You remember how things went from there. After talking for a long while, we decided to go our separate ways and see other tweeters.

I’m not going to lie to you, the experience really hurt me. Do you know what bothered me the most though? It wasn’t the fact that you were mean to me. It wasn’t the fact that you were strict or stiff about the boundaries of our relationship. It wasn’t even the fact that you criticized me for any tweet that was over 15 words. It was the fact that you never let me know how you truly feel.

Please don’t lie, it’s the truth. You never talked to me about why the tweets couldn’t be over 140 characters. You never talked to me about what was wrong with you when I had five bars of WiFi, or why it took so long to upload a small file photo. You never even talked to me about your needs, about what you wanted in our relationship and why I wasn’t satisfying you in the ways I was supposed to.
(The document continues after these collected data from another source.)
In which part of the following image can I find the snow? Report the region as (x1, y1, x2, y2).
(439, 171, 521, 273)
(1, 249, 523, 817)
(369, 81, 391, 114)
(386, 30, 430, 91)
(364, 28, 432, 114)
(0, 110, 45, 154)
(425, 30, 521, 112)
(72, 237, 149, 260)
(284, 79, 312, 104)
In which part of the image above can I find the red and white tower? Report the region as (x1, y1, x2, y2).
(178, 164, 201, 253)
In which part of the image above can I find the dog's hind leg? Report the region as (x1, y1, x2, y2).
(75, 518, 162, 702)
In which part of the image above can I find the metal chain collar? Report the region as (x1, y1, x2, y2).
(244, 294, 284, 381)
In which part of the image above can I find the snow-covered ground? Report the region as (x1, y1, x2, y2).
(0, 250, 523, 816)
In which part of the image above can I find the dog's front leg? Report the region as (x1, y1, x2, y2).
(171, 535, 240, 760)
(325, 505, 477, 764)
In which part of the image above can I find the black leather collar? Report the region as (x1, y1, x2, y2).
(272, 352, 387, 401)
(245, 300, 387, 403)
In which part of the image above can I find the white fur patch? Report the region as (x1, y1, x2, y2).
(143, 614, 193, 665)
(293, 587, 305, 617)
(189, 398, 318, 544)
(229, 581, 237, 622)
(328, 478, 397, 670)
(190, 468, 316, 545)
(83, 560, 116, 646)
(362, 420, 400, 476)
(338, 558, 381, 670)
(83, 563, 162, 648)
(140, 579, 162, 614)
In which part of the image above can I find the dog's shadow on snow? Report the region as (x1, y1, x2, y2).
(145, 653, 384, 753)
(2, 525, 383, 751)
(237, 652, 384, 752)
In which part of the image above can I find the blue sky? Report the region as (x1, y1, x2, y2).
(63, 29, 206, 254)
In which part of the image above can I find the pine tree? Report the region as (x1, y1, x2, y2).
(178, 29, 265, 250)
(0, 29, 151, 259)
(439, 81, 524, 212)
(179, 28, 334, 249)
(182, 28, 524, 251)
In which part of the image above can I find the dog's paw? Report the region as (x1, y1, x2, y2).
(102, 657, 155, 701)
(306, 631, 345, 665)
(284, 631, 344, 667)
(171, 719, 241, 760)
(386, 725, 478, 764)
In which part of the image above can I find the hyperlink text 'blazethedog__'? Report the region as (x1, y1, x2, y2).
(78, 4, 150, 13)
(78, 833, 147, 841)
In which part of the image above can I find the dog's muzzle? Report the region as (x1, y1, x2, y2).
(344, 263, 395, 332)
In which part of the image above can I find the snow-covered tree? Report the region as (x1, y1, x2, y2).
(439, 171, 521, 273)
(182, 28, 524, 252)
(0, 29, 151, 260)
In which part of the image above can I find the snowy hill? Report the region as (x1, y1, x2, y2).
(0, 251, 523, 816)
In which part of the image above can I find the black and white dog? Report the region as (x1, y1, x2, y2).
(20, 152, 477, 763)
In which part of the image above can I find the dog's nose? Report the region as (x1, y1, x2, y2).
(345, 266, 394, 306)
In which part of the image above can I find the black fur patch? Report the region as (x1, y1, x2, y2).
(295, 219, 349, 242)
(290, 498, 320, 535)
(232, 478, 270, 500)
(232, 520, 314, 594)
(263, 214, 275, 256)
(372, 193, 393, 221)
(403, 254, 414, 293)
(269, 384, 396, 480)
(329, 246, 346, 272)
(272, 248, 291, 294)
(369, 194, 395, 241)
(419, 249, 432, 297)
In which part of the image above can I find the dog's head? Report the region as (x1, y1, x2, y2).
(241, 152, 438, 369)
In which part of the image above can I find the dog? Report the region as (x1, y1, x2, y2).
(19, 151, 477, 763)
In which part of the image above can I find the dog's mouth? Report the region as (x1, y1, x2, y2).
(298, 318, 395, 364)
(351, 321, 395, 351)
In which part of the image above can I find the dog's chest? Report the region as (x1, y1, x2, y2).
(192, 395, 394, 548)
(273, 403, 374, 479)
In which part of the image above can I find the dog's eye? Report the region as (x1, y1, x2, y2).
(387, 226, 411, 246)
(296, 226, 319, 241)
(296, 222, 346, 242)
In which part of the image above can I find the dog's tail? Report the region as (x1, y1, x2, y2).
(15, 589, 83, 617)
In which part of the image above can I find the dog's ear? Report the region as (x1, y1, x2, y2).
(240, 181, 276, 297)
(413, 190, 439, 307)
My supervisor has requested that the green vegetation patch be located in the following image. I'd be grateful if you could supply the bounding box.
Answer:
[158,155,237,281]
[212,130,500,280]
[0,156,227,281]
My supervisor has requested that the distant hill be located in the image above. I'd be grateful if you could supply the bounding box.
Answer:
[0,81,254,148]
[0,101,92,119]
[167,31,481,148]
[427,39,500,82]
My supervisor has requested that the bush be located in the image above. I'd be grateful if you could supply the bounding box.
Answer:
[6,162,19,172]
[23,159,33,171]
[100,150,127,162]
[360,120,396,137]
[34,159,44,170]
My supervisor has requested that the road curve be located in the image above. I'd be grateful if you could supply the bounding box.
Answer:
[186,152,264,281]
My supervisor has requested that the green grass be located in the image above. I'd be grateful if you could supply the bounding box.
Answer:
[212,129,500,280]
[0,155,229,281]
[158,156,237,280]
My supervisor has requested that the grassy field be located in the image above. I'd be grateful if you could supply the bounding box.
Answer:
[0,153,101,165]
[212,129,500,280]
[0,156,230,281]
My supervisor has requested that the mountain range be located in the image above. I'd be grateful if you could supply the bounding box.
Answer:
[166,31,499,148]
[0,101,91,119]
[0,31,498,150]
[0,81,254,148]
I was not hurt that you were seeing other tweeters. I was hurt because you never talked to me about why. Why did you never talk to me?

It doesn’t matter. I miss you, and I want to give this a second shot. I know, I know, you’re scared and you don’t want this to fail a second time. Let me assure you: I know my mistakes. We didn’t agree on the character limit or the picture space. So what? I don’t care about that. I want to make this work, and I’m willing to work on my mistakes if it means being with you again. This isn’t a joke, and this isn’t me pranking you. I feel like I can make this work. I need you.

If you want to give this a second shot, you can reach me at my twitter handle @dDUnn87. Funny, huh? Exchanging twitter handles just like when we first met.

I won’t pressure you with anything more. I just wanted you to know that I miss you and I want to give this a second shot. Please reach me if you want to as well. I hope you do.

Truly yours,

David Anthony Dunn

P.S.: I saw you online today. You looked lovely.